La notte tra il 1 e il 2 dicembre ha visto l’ennesima incursione alla tabaccheria-edicola Bifera, situata al confine tra Coccaglio e Chiari. Questa volta, i ladri hanno utilizzato un’auto o forse un furgoncino per sfondare la vetrina e la saracinesca, creando un varco che ha permesso loro di entrare e arraffare pochi spicci, circa 50 euro, e merce di scarso valore. Ma la vera beffa per i titolari e l’attività è stata la distruzione provocata da questo furto.
Questo furto non è un episodio isolato. La tabaccheria Bifera è stata vittima di ben sei attacchi simili nel corso degli anni. Fra i più gravi, spiccano due rapine violente, avvenute nel 2016 e nel 2020, quando la titolare e suo figlio furono minacciati con un coltello. Ogni volta, le vittime hanno dovuto fare i conti non solo con il danno materiale, ma anche con l’incredibile sensazione di essere nel mirino di una criminalità che non accenna a fermarsi.

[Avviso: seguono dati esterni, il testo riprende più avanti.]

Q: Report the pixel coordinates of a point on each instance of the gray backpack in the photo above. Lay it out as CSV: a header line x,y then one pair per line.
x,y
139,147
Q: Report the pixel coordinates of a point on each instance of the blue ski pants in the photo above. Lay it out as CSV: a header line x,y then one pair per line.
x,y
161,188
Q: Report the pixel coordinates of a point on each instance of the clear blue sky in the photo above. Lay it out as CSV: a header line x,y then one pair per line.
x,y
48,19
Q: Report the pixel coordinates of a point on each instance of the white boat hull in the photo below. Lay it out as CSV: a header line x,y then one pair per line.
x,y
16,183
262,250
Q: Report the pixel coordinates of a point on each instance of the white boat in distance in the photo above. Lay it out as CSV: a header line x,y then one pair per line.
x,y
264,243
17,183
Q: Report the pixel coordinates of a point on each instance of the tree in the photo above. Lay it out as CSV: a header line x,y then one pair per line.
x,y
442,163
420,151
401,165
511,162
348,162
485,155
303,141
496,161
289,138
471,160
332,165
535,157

Sebbene il furto sia stato relativamente povero di valore, il danno materiale subito è stato ingente. La vetrina della tabaccheria è stata distrutta, la saracinesca divelta e l’interno del negozio messo a soqquadro. L’attività, che svolge un servizio essenziale per la comunità locale, si trova ora costretta a fermarsi temporaneamente per ripristinare le condizioni di sicurezza e operatività. Questo blocco, oltre a rappresentare un danno economico immediato, aggiunge ulteriore stress a una situazione già difficile.

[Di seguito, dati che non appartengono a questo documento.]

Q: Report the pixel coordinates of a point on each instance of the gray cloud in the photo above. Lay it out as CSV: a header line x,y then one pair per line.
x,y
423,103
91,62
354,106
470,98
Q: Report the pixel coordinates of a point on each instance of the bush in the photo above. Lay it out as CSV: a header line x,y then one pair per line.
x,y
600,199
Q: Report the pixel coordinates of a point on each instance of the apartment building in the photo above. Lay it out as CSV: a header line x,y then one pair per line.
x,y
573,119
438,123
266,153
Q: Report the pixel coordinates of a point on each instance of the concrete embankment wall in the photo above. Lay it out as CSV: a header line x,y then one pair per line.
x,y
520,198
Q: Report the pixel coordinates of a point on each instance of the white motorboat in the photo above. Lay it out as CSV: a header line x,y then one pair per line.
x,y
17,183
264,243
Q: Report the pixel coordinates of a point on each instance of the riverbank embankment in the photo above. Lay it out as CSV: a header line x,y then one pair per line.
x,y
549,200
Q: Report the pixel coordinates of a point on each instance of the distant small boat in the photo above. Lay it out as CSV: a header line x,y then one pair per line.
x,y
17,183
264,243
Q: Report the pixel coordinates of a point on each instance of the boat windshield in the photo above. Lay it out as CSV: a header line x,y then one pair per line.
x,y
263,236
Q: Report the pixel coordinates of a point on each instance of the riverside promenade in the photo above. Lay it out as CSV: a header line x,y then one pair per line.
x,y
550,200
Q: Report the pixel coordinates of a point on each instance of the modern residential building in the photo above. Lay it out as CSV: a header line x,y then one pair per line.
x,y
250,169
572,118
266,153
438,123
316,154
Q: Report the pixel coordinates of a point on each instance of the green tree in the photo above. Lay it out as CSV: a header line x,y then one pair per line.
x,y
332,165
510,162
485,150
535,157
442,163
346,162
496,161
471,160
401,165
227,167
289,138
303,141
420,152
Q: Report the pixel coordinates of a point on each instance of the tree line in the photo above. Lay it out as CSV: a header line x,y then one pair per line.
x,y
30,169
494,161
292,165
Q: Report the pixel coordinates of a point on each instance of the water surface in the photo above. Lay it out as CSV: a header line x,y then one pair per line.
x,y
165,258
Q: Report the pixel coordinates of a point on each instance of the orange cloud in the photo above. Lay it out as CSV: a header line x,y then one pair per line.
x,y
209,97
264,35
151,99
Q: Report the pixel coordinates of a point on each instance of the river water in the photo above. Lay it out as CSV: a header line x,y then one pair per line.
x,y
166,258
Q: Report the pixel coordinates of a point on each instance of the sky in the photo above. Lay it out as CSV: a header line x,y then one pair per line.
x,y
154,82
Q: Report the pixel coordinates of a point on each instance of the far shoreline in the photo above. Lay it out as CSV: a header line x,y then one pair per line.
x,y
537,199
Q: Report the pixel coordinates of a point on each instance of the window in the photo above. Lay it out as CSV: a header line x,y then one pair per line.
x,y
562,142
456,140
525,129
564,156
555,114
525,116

Le forze dell’ordine, in particolare i carabinieri della Compagnia di Chiari, sono già al lavoro per risalire agli autori dell’incursione. Le immagini delle telecamere di sorveglianza nella zona potrebbero rivelarsi determinanti per identificare i responsabili. Nonostante i ladri siano riusciti a fuggire senza lasciare tracce evidenti, si spera che la tecnologia e le indagini possano portare a una rapida soluzione del caso.